# Python code for K-Means Clustering 
---

## Author : Amir Atapour-Abarghouei, amir.atapour-abarghouei@newcastle.ac.uk

This notebook will provide a simple example for the k-means algorithm applied to 2-dimensional data.

Copyright (c) 2021 School of Computing, Newcastle University, UK.

License : LGPL - http://www.gnu.org/licenses/lgpl.html

This will be a very simple demonstration of the k-means clustering algorithm.

First, we will import all the necessary packages.

In [None]:
# sklearn for the k-means algorithm:
import sklearn
from sklearn.cluster import KMeans
print(f"sklearn version: {sklearn.__version__}")

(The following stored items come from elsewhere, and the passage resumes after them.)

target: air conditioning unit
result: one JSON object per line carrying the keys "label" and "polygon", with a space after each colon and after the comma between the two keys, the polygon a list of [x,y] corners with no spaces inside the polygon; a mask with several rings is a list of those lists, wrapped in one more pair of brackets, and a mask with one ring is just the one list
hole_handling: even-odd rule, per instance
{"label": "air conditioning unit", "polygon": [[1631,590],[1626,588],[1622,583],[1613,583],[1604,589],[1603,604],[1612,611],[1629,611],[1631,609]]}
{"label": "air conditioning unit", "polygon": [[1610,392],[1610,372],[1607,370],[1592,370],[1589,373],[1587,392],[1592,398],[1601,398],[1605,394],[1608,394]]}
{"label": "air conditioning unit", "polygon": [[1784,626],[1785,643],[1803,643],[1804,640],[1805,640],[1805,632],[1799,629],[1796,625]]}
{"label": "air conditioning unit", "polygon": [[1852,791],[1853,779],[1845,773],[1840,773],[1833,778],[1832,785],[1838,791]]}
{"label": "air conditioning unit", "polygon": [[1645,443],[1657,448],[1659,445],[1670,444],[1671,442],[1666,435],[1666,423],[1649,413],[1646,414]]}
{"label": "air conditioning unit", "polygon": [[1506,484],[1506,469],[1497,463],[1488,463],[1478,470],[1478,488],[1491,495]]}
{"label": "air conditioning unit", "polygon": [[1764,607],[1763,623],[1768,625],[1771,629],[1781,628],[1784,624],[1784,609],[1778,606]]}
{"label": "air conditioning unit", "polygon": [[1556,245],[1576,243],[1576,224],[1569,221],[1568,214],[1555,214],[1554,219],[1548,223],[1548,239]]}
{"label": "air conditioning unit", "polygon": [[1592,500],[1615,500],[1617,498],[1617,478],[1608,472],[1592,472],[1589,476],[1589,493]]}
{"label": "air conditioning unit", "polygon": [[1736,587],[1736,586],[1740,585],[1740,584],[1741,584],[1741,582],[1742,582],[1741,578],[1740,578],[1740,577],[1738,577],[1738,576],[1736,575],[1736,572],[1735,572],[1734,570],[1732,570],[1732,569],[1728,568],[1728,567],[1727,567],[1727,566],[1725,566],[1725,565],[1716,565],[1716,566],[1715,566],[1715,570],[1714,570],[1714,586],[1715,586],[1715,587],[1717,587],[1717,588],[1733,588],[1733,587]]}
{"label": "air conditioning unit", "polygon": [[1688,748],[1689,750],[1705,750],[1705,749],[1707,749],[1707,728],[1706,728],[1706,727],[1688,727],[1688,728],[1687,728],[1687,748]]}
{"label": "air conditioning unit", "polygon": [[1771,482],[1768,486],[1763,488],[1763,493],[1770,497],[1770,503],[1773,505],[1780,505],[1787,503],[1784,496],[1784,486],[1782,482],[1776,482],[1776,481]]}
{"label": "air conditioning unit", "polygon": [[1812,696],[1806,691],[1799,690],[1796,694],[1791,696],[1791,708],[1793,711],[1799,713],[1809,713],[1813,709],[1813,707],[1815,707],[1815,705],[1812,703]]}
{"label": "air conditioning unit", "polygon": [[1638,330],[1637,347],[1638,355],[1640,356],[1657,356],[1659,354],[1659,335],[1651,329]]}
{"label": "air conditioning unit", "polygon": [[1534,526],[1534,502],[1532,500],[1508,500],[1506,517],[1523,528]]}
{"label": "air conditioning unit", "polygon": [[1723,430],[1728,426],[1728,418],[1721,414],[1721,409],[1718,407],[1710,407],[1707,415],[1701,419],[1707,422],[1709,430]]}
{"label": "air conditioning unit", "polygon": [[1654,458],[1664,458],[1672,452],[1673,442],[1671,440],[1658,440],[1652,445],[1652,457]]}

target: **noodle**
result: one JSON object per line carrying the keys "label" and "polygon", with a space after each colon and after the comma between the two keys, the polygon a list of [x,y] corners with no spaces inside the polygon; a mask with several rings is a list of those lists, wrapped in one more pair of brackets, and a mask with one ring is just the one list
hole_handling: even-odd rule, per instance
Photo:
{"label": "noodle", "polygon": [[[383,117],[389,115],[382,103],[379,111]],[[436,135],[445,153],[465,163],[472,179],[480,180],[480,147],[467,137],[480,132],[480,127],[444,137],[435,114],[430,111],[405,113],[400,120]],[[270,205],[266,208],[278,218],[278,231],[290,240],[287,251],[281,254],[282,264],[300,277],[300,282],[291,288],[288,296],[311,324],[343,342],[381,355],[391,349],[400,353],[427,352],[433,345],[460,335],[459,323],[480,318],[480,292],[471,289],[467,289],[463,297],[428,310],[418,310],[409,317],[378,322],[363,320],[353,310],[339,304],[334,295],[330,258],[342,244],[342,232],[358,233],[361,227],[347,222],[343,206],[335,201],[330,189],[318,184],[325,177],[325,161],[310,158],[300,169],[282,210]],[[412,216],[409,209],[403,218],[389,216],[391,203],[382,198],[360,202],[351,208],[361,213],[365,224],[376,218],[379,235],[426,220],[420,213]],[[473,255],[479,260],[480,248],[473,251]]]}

# dataset generator from sklearn:
from sklearn.datasets.samples_generator import make_blobs

# matplotlib and seaborn for plotting:
%matplotlib inline
import matplotlib.pyplot as plt
import seaborn as sns
sns.set()

# no more warnings:
import warnings
warnings.filterwarnings("ignore")

Now, we set a few parameters:

In [None]:
# parameters for generating data points:
num_data_points = 300
num_clusters = 3
cluster_std = 2
seed = 1234

print('Done!')

We can now generate our data for clustering:

In [None]:
# generate two dimensional data points in clusters:
# x: two dimensions of the points
# y: ground truth cluster label
x, gt_y = make_blobs(n_samples=num_data_points, centers=num_clusters, cluster_std=cluster_std, random_state=seed)

# plot the generated data points:
plt.scatter(x[:, 0], x[:, 1], s=25);

In [None]:
# k-means: 
kmeans = KMeans(n_clusters=num_clusters)
kmeans.fit(x)

# clusters predicted via k-means:
pred_y = kmeans.predict(x)

print('Done!')

Our data is now clustered using the K-Means algorithm. Now, let's plot them.

In [None]:
# plot the points with predicted cluster labels:
plt.scatter(x[:, 0], x[:, 1], c=pred_y, s=25, cmap='viridis')

# plot the cluster centroids:
centers = kmeans.cluster_centers_
plt.scatter(centers[:, 0], centers[:, 1], c='blue', marker="X", s=200, alpha=1);